Friday 2 February 2018

How to Ditch Perfectionism

I was sitting in a coffee shop with my friend, watching her scroll through Facebook. “I don’t want to deal with another summer. I can’t handle the bikini selfies.”

Summer is still several months away, but I understand the sentiment. On Facebook, everyone seems perfect. Even the photographs themselves are perfectly lit with photo editing software or phone apps that let you clear blemishes or play with exposure. Whether my friend and I are uncomfortable because of seemingly unattainable ‘yoga bodies’ or because destination weddings are a trend, perfection seems not only achievable, but expected.

Being a perfectionist can seem like the perfect faux put-down. It’s like the old job interview question where you’re expected to tell the interviewer your personal flaw. Perfectionism is always a go-to answer. I’m just too good, it seems to say in the background of a self inflicted put-down. Yet, for all the stigma a perfectionism problem may have, it truly is a difficult trait to manage. Perfectionism is linked to both depression and anxiety and can hinder people from moving forward in life.

The typical perfectionist personality is displayed by someone who likes a sense of order and control. They are driven, critical, and hold high performance standards. Most perfectionists are eager to please others and have type-A personalities which focus on organization, ambition, and management skills. Disappointment can come easily and striving is often the outcome.

Different types of perfectionism include:

Socially Prescribed Perfectionism. This occurs when the perfectionist believes that others hold them to a higher standard than what is average. They may be particularly attuned to perceived criticism. By failing to measure up to the high standards, a sense of self and self esteem are damaged.

Self-Oriented Perfectionism. By setting rigid personal standards, a person demonstrating self-oriented perfectionism may become extremely critical of themselves, leading to depression. They often compete with others, but also themselves. No matter the outcome, there is always room for improvement.

The Review of General Psychology found that perfectionists are more likely to commit suicide. While everything may look fine on the outside, the inner critic can become overwhelming. Health issues that commonly impact perfectionists include:

  • Unexplained fatigue
  • Heart disease
  • Fibromyalgia
  • Chronic anxiety
  • Depression
  • Anorexia
  • Obsessive compulsive actions
  • Panic attacks
  • Digestive issues

A certain amount of perfectionism may be motivating and even healthy, but if you suspect it may be a problem, ask yourself:

  • Do you continue to strive for a specific success even if it hurts you?
  • Have friends or family suggested you may be too critical of others?
  • Are you overly defensive when criticized?
  • Is there a perpetual feeling that you have almost made it, but not quite?

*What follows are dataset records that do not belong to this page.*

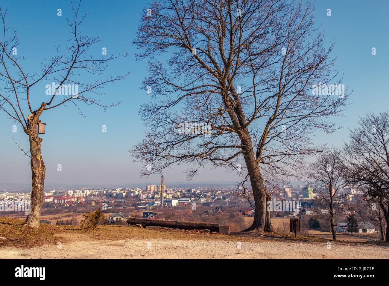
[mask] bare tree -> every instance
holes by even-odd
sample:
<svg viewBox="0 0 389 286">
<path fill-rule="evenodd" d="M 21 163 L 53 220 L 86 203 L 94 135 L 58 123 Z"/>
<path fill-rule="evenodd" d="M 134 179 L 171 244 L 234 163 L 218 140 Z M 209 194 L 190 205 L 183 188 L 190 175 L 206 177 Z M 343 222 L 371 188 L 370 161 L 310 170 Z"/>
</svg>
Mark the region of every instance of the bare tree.
<svg viewBox="0 0 389 286">
<path fill-rule="evenodd" d="M 364 189 L 365 196 L 377 200 L 389 225 L 389 114 L 369 113 L 360 118 L 345 144 L 344 164 L 350 183 Z M 389 228 L 385 240 L 389 241 Z"/>
<path fill-rule="evenodd" d="M 30 154 L 27 154 L 31 158 L 31 211 L 25 223 L 25 225 L 28 226 L 39 226 L 46 175 L 46 168 L 41 153 L 42 139 L 39 136 L 37 131 L 37 125 L 40 122 L 40 117 L 44 112 L 64 106 L 67 103 L 74 104 L 82 115 L 84 114 L 78 106 L 80 102 L 94 104 L 104 109 L 117 105 L 118 104 L 103 104 L 99 100 L 88 95 L 104 95 L 98 92 L 99 89 L 123 79 L 126 76 L 111 76 L 90 82 L 83 80 L 86 75 L 101 75 L 105 70 L 109 61 L 125 57 L 127 54 L 105 57 L 102 55 L 101 58 L 88 54 L 88 50 L 93 45 L 100 39 L 98 37 L 91 37 L 81 34 L 80 29 L 86 14 L 80 14 L 80 5 L 81 2 L 78 5 L 74 6 L 72 4 L 74 15 L 72 19 L 67 20 L 72 38 L 63 48 L 56 47 L 54 55 L 44 60 L 39 72 L 28 72 L 23 67 L 22 61 L 24 59 L 18 56 L 17 52 L 15 52 L 19 44 L 16 33 L 7 26 L 7 9 L 4 10 L 0 8 L 0 19 L 4 34 L 3 38 L 0 39 L 0 80 L 2 82 L 0 109 L 5 111 L 10 119 L 19 123 L 28 137 Z M 44 92 L 36 90 L 37 87 L 39 84 L 42 86 L 46 81 L 51 79 L 52 79 L 51 83 L 53 82 L 58 84 L 52 88 L 48 87 L 49 85 L 46 86 L 46 93 L 49 96 L 46 99 L 42 97 L 42 103 L 35 109 L 32 106 L 32 101 L 40 102 L 42 99 L 35 95 Z M 72 92 L 76 90 L 78 92 L 76 94 Z M 31 96 L 32 94 L 34 95 Z M 29 113 L 27 116 L 26 110 L 27 114 Z"/>
<path fill-rule="evenodd" d="M 332 150 L 319 155 L 309 164 L 307 177 L 315 180 L 317 194 L 315 204 L 318 207 L 317 215 L 329 221 L 332 239 L 336 240 L 335 218 L 347 214 L 351 209 L 349 203 L 351 190 L 346 188 L 343 179 L 343 165 L 338 152 Z M 325 210 L 324 211 L 322 210 Z"/>
<path fill-rule="evenodd" d="M 338 74 L 312 9 L 283 0 L 161 0 L 145 9 L 134 43 L 137 59 L 148 60 L 142 88 L 155 100 L 141 107 L 149 130 L 131 151 L 152 166 L 140 175 L 184 163 L 189 179 L 207 165 L 248 175 L 255 213 L 246 230 L 272 231 L 263 173 L 298 169 L 319 149 L 312 133 L 336 128 L 328 117 L 347 98 L 312 92 Z"/>
<path fill-rule="evenodd" d="M 358 204 L 358 215 L 364 220 L 370 220 L 375 225 L 378 225 L 382 240 L 385 240 L 384 233 L 386 223 L 383 212 L 380 204 L 379 198 L 363 197 Z"/>
</svg>

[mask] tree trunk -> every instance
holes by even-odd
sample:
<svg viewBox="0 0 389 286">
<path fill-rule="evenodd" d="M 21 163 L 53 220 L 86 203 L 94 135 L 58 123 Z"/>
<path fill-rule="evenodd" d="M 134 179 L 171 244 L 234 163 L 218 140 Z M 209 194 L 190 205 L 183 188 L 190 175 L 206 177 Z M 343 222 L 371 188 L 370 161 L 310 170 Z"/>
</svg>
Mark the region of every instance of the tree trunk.
<svg viewBox="0 0 389 286">
<path fill-rule="evenodd" d="M 384 226 L 382 225 L 382 215 L 381 212 L 381 205 L 379 205 L 378 208 L 378 222 L 380 224 L 380 232 L 381 233 L 381 238 L 382 240 L 385 240 L 385 237 L 384 236 Z"/>
<path fill-rule="evenodd" d="M 38 118 L 31 114 L 27 118 L 27 120 L 31 154 L 31 212 L 27 215 L 24 225 L 38 227 L 39 226 L 43 201 L 43 187 L 46 168 L 40 153 L 42 139 L 38 136 L 37 132 Z"/>
<path fill-rule="evenodd" d="M 379 218 L 379 222 L 380 222 L 380 232 L 381 233 L 381 238 L 382 240 L 385 240 L 385 237 L 384 236 L 384 227 L 382 226 L 382 218 L 380 217 Z"/>
<path fill-rule="evenodd" d="M 389 217 L 388 217 L 388 215 L 389 215 L 389 206 L 388 206 L 388 209 L 387 210 L 382 199 L 380 200 L 380 205 L 381 206 L 381 208 L 384 213 L 384 217 L 385 218 L 385 220 L 386 221 L 386 232 L 385 233 L 385 241 L 389 242 Z"/>
<path fill-rule="evenodd" d="M 273 228 L 270 223 L 270 212 L 266 210 L 266 202 L 271 198 L 266 191 L 263 184 L 263 179 L 261 174 L 259 167 L 254 156 L 251 140 L 247 139 L 245 140 L 242 140 L 242 142 L 244 143 L 244 149 L 246 149 L 244 151 L 244 156 L 250 176 L 255 203 L 254 220 L 252 224 L 243 231 L 253 231 L 259 233 L 262 233 L 264 231 L 273 231 Z"/>
<path fill-rule="evenodd" d="M 332 239 L 334 240 L 336 240 L 336 231 L 335 229 L 335 222 L 334 221 L 334 216 L 331 215 L 330 218 L 330 222 L 331 224 L 331 231 L 332 232 Z"/>
</svg>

There are ways to train the brain where perfectionism can at least slide into the background. CBT therapists can help with this type of mental health issue as well as simple steps that can be taken independently. Depending on the severity of the situation, treatment may vary. Since perfectionism is usually an ‘all or nothing’ type of thinking that propels perfectionism forward, concrete rules may help stop (or at least slow) the obsession.

Here are 3 suggestions for perfectionists who want to feel happier:

  1. The word ‘should’ is not helpful. By removing this word, the rigidity of the action becomes less powerful.
  2. Turn to mindfulness. Slowing down one’s thinking can help control the ways in which we think. Whether we choose to act upon those thoughts becomes easier and less fraught with compulsion.
  3. Stop comparing yourself to others. As was stated in the beginning, social media can be a disaster for those who are consistently striving for perfection. Even for those who aren’t perfectionists, esteem can be affected. Staying off social media can have positive results for both depression and anxiety.

Perfectionism, comparisons, and an all or nothing attitude, can lead to feelings of resentment, even with people you love. Although everyone has heard the phrase ‘no one is perfect’, it’s nice to know we’re in good company.